Police characters: Sgt. Norman Bain
The gist: A teenage boy was in the police station accused of stealing a car and joy riding, and crashing it in front of the police department. The sounds of a crash brought the cops outside only to see three kids running away. One boy, Joey, wasn’t as fast as the others and Officer Esposito grabbed him. When asked why he did it, the teen said his team had won the big game tonight and it put them all in a good mood that got out of hand. When asked who the other boys were, Joey stubbornly shook his head and said, “Look, it was my fault. It was my idea. I crashed the car.” Joey’s father was called and was on his way into the station. While they were waiting for his dad to come the cops started talking about the game and the school. They noted that although Joey was tall, 6’5”, he didn’t play ball very well, not like some of the other boys who were in line to receive basketball scholarships. It was mentioned that Officer Esposito’s son was on the team also. They went outside to examine the car. It was an older sedan. The front end had been crumpled pretty badly. All four doors were standing open. The ignition had obviously been tampered with. While looking in the front with their flashlights, Sgt. Bain saw something shiny under the driver’s seat. He eased back the seat and found a crumpled beer can. Joey’s dad arrived and said he was really surprised that his son did it because he was a good boy.

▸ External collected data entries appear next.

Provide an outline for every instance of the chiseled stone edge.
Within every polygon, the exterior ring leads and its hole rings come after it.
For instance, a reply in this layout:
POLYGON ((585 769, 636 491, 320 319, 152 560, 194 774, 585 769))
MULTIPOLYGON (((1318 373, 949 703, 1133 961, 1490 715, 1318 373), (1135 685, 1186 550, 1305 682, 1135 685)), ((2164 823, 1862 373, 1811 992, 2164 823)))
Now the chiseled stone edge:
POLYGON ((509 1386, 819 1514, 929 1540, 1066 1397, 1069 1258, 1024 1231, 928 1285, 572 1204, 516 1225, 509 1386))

Sgt. Bain went back inside and asked Joey who was really driving the car.
How did he know Joey didn’t do it?
Crime scene: In front of the police station.
Clues: The beer can scene.
Red herrings: Esposito’s son being on the team. It made you wonder if he was the driver.
Solution: Sgt. Bain knew that Joey was too tall to fit into the driver’s seat the way it was found pushed forward. He was also suspicious of Officer Esposito running down Joey, as Esposito was the least fit officer in the department, yet he managed to run down a fit teenager who played ball. It turns out that one of Joey’s teammates, a best friend of Esposito’s son, had begged Joey to take the blame to protect the real driver’s scholarship.
My two cents: Well, I was quite excited with this story. At first.
But I’ve got questions.
We knew Joey was lying to protect someone’s scholarship. And we knew the seat wasn’t pushed back far enough for a 6’5” boy to drive. Okay, so far so good. I’m still happy.
But where in the world did all this Esposito info come from? A best friend of a cop’s son? What’s that got to do with the price of bananas? And what does that have to do with Esposito being the least fit officer in the department? And how would we know that? It wasn’t in the story. And is the author trying to tell us that Esposito never really ran anyone down, that the boys negotiated with him in the street as to who he should say he caught? And if that were true, shouldn’t Officer Esposito be in big trouble? And if there were four car doors open, why are there only three boys running away?
It’s quite unfair to leave out details in the story and then spring them on us in the solution. I think this story suffered from Red Pen Madness.
This story was heading for five stars… until it fell apart in the solution. The writing part of this story was superb. It read very well, and was an interesting little story. It would have been better if the driver had been Esposito’s son.